Material and Methods

Participants

26 French speakers with normal or corrected-to-normal vision participated in the experiment (10 men; mean age: 24.8, SD = 4.7 years). All subjects gave their informed consent to participate in the study, approved by the local ethics committee, and were paid for their participation. Only participants completing the task with an accuracy > 75% were retained.

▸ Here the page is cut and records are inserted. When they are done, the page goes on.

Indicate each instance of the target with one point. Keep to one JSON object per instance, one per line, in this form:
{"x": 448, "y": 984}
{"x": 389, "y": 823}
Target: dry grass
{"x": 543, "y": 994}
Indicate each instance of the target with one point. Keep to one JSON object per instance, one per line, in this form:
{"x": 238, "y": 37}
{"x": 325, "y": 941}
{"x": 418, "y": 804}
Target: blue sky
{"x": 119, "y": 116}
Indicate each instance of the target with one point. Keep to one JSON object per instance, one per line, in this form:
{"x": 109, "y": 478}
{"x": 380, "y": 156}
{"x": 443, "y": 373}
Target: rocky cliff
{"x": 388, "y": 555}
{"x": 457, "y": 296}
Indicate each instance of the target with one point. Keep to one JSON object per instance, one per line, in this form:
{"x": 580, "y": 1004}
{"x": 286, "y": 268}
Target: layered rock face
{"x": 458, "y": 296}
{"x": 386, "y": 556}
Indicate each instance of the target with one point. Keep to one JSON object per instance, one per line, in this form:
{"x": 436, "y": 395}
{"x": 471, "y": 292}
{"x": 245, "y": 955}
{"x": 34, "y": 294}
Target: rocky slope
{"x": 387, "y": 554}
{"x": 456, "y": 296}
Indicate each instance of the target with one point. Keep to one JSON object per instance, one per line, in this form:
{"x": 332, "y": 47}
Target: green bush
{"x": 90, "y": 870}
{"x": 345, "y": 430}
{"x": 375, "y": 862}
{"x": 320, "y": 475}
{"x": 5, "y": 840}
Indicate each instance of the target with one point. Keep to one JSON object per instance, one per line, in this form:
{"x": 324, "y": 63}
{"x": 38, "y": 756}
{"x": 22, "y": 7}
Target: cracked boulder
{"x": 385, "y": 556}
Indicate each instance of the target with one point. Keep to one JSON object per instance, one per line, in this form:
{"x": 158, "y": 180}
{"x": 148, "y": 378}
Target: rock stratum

Of the 25 subjects that reached this criterion, three were excluded from the analysis due to over-noisy EEG recordings, thus leaving 22 participants for the analysis.

Material

The stimuli were 112 monosyllabic pseudowords starting with consonant clusters (CCV),Footnote 2 beginning with stop consonants (/p/, /t/, /k/), and the corresponding CCCV resulting from the addition of a fricative (/s/) onset- all the other phonemes being the same- (example: /pre/, /trɛ̃/, /kRa/, matched with /spre /strɛ̃/ /skRa/).

The initial consonants were chosen because of their dissimilarity on the AAI: vocal and articulatory onsets are very close for fricatives whereas they are not for stimuli starting with stop consonants, which makes their precise start onset unclear (Ouyang et al. 2016). The stops and fricatives used in this study are similar for some articulatory features (voicelessness, oral and central consonants, airstream mechanism) but they differ on the manner and place of articulation (/p/ = bilabial, /t/ = dental/alveolar, /k/ = velar, /s/ = alveolar). The choice of the initial consonants was also compelled by the fact that we aimed to use French syllables existing in initial position, from which we could build CCCV -which was only possible with the /s/-beginning fricatives-.

Procedure

Participants sat in front of a computer screen (approximately 70 cm) in a sound-proof dimly lit room. The experimental software E-prime (version 2.0, Schneider et al. 2002) was used for stimuli presentation and data collection. First, the participants were familiarized with all the pseudowords presented in a random order: they had to repeat them overtly after each presentation (presentation was both auditory and visual). Then, participants underwent a training phase on the delayed production task (five warm-up filler trials, repeated if necessary) accompanied by the experimenter who explained the task. Finally, the experimental phase started. The task was divided in three blocks to allow participants two brief breaks in between.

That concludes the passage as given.